Ее свободная от имени и тела сущность с легкостью может перенестись куда угодно – в том числе и за стены домов. Заглянуть в любой уголок реального мира, никогда ее не знавшего.

Вон там, рядом с вокзальной площадью, на улице, где из канализационного колодца поднимается густой белый пар, в угловой квартире на третьем этаже хрущевки сейчас проживает Тоня.

В школе вместо никогда не существовавшей Веры у нее, конечно, была иная подруга. Более решительная, более находчивая. И эта подруга не-Вера не допустила даже Тониного сближения с невероятным Ванечкой. Каким-то образом быстро и навсегда отвадила его от школьного двора. Возможно, подключив свою энергичную тетю, работавшую в то время в милиции. И уберегла Тоню от сомнительного шарма скользких маслянистых глаз и почти налаженного бизнеса в Москве.

И вот Тоня выросла, располнела, устроилась работать кассиршей в окраинный супермаркет. Стала ярко краситься и носить крупные бижутерные серьги с едко-зелеными камнями. Вышла замуж за тихого, неразговорчивого, мучнисто-серого Матвея с хладокомбината.

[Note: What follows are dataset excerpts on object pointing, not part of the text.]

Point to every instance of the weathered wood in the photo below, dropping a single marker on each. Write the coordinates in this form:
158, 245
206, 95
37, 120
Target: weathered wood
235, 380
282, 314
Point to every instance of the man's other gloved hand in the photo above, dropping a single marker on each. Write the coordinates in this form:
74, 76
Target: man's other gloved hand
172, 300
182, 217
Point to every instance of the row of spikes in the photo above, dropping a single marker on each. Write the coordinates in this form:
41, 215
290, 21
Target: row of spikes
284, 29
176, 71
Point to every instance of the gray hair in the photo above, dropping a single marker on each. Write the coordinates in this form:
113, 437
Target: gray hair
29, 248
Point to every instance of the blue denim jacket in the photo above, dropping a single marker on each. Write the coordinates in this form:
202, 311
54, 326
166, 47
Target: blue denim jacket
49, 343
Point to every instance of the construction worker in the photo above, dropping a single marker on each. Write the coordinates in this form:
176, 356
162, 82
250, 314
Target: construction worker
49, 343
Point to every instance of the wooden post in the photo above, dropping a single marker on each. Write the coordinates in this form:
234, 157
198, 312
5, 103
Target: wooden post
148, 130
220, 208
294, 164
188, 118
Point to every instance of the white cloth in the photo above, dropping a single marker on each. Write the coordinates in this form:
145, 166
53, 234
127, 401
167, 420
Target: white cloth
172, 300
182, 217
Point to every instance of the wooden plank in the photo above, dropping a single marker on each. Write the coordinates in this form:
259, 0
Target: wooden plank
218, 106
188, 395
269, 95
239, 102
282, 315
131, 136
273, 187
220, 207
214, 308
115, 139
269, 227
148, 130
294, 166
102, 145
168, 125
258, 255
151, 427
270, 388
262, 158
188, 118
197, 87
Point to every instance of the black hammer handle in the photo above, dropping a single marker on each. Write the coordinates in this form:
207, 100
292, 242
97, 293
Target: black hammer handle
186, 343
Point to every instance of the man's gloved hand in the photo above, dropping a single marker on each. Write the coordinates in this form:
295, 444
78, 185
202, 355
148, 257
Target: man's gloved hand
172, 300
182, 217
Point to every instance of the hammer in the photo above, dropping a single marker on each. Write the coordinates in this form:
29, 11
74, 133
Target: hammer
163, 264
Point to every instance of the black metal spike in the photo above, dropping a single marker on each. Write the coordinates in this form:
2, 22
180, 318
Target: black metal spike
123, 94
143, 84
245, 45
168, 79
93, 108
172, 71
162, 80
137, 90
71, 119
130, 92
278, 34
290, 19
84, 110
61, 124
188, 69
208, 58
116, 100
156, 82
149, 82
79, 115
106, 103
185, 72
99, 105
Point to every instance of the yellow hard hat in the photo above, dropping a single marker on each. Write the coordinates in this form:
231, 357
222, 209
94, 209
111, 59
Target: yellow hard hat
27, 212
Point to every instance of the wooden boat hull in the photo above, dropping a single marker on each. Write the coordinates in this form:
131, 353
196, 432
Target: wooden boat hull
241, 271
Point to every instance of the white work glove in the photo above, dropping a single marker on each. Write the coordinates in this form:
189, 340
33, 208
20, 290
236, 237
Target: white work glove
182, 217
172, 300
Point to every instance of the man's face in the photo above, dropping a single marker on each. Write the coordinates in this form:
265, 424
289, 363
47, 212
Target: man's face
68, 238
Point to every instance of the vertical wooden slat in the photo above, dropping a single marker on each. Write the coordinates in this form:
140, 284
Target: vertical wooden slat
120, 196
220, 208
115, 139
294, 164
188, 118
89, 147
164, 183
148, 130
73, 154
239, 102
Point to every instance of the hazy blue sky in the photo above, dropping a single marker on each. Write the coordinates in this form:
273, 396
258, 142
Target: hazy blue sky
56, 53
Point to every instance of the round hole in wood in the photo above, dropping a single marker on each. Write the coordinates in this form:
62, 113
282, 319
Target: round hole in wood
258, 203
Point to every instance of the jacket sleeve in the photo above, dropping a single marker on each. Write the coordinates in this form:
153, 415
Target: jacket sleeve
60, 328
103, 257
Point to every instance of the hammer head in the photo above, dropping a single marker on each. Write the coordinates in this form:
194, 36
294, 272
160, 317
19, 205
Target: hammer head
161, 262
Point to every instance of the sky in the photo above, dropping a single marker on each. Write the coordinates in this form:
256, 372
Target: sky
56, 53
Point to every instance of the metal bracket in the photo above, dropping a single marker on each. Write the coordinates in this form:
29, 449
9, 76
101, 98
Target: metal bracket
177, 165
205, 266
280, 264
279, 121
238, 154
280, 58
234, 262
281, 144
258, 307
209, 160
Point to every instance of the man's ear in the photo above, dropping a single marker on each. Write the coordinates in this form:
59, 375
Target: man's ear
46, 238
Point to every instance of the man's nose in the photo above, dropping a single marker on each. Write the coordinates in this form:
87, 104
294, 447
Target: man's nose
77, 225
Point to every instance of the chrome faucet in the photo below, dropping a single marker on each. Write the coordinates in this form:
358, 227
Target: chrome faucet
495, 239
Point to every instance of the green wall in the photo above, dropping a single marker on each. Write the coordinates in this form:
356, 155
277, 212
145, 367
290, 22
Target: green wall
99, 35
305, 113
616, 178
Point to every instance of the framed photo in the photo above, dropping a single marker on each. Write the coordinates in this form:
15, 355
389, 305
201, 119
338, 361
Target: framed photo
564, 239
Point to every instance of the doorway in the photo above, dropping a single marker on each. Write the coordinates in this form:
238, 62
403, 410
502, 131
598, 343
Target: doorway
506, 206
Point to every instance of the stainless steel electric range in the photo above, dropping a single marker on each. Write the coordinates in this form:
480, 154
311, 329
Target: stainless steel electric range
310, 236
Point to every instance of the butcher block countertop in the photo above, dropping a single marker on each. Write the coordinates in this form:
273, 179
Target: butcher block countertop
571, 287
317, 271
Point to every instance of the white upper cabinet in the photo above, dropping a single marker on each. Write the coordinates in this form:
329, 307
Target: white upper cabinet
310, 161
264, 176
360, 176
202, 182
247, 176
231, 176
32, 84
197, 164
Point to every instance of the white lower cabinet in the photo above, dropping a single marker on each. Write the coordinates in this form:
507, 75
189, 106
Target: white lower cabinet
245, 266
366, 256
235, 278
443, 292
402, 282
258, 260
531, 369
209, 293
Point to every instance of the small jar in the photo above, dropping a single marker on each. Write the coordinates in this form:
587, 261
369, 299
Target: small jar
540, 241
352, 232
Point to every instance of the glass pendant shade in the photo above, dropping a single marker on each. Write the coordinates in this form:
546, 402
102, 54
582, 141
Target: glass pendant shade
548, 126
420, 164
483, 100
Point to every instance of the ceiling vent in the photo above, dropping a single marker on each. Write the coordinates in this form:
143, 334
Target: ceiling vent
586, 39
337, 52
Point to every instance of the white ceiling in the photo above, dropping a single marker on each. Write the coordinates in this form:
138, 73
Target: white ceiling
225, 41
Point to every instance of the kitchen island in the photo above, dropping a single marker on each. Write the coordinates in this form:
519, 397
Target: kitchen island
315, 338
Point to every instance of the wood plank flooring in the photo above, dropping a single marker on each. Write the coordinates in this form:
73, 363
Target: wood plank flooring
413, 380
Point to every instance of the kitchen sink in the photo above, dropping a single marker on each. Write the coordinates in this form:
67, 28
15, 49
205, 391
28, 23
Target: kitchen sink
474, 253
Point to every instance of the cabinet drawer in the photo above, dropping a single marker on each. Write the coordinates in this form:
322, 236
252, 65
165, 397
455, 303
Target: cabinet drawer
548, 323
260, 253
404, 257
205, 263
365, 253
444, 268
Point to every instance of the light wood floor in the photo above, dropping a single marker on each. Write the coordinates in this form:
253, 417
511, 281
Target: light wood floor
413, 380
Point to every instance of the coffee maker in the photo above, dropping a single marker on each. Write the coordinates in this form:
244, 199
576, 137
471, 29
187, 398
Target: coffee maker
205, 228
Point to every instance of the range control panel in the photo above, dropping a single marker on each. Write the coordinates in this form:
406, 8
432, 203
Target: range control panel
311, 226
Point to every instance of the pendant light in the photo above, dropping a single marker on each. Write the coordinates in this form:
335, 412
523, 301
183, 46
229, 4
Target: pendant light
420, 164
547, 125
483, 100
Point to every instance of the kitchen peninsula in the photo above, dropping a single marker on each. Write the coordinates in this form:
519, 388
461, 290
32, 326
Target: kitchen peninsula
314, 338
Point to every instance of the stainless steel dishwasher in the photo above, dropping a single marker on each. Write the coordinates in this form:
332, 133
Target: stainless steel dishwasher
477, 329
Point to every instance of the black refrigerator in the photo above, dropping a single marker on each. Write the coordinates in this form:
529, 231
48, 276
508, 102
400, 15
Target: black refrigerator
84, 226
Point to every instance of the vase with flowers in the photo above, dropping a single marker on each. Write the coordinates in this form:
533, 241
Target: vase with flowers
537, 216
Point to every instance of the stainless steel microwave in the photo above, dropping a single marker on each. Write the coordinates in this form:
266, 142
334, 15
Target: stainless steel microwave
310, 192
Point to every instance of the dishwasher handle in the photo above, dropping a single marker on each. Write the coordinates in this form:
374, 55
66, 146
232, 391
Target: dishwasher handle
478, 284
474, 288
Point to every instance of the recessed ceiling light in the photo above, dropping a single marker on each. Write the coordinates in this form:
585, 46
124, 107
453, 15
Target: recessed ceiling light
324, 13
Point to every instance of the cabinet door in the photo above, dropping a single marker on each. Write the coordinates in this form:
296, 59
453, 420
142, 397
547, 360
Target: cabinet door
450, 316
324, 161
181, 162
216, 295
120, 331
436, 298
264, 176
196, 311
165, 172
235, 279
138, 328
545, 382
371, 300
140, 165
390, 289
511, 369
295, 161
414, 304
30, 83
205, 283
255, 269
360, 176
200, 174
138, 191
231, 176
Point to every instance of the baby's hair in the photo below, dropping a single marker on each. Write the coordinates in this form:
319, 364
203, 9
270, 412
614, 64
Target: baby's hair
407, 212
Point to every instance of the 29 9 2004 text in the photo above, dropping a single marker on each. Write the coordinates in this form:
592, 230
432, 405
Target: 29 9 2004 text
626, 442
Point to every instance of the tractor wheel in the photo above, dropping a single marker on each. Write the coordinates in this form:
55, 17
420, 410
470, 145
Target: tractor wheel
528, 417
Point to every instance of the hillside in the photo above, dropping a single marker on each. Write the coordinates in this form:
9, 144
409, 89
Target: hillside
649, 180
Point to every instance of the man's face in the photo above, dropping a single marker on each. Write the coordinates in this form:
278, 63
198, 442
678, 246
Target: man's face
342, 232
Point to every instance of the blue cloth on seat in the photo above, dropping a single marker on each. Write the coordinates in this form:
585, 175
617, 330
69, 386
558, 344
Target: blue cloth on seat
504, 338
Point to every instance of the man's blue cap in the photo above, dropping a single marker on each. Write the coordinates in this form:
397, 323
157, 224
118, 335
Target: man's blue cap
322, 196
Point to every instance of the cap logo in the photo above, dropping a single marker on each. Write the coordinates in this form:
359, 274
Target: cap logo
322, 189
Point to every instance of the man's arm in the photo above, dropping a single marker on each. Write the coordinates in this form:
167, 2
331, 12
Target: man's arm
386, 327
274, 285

И родила ему двоих детей. Старшая девочка Даша сейчас сидит на ворсистом темно-коричневом ковре, уткнувшись в планшет с мелькающими мультяшными картинками. Мать сегодня сделала ей такой тугой хвостик, что девочкины ореховые глаза кажутся слегка раскосыми, оттянутыми к вискам. Младший, Егорка, мирно спит в кроватке – наконец-то, после стольких уговоров. Над ним неподвижно и беззвучно белеет мобиль в виде рыбок (еще от Даши остался). Самых обычных пластмассовых рыбок – беззубых и безобидных. Тех, что никогда не станут пираньями.

А сама Тоня сидит на кухне, пропитанной неизменным, никогда не исчезающим запахом жареного лука. За клеенчатым столом, робко жмущимся к стенке.

– Даша, не сиди на полу! – кричит она в комнату, сквозь распахнутую дверь.

Но девочка не реагирует, не двигается с места. Слегка хмурит брови и недовольно подергивает плечом.

Тоня не настаивает. Со вздохом переводит взгляд на окно, на пыльные замызганные стекла. Вспоминает, что еще три месяца назад собиралась их помыть. Но сил в последнее время совсем не осталось – все силы словно безостановочно утекают в открывшуюся где-то в глубине тела червоточину. И Тоня смотрит дальше, за окно, на видимый кусочек облачного неба с промоиной синевы.

Напротив нее сидит подруга не-Вера. Четкими энергичными движениями разливает коричневатую заварку из бледно-розового надколотого чайника.

– Что-то я подустала, – рассеянно жалуется Тоня. – От всего.

– Ну, бывает, Тонечка, период такой, – отвечает не-Вера. – Все наладится. Если хочешь, можем на следующих выходных за черникой съездить. Пока не похолодало. Заодно к Ане заедем в гости, она звала. Ты хоть обстановку сменишь, отвлечешься, развеешься немного.

Тоня в ответ задумчиво пожимает плечами:

– Может быть. Надо только с мамой насчет детей договориться.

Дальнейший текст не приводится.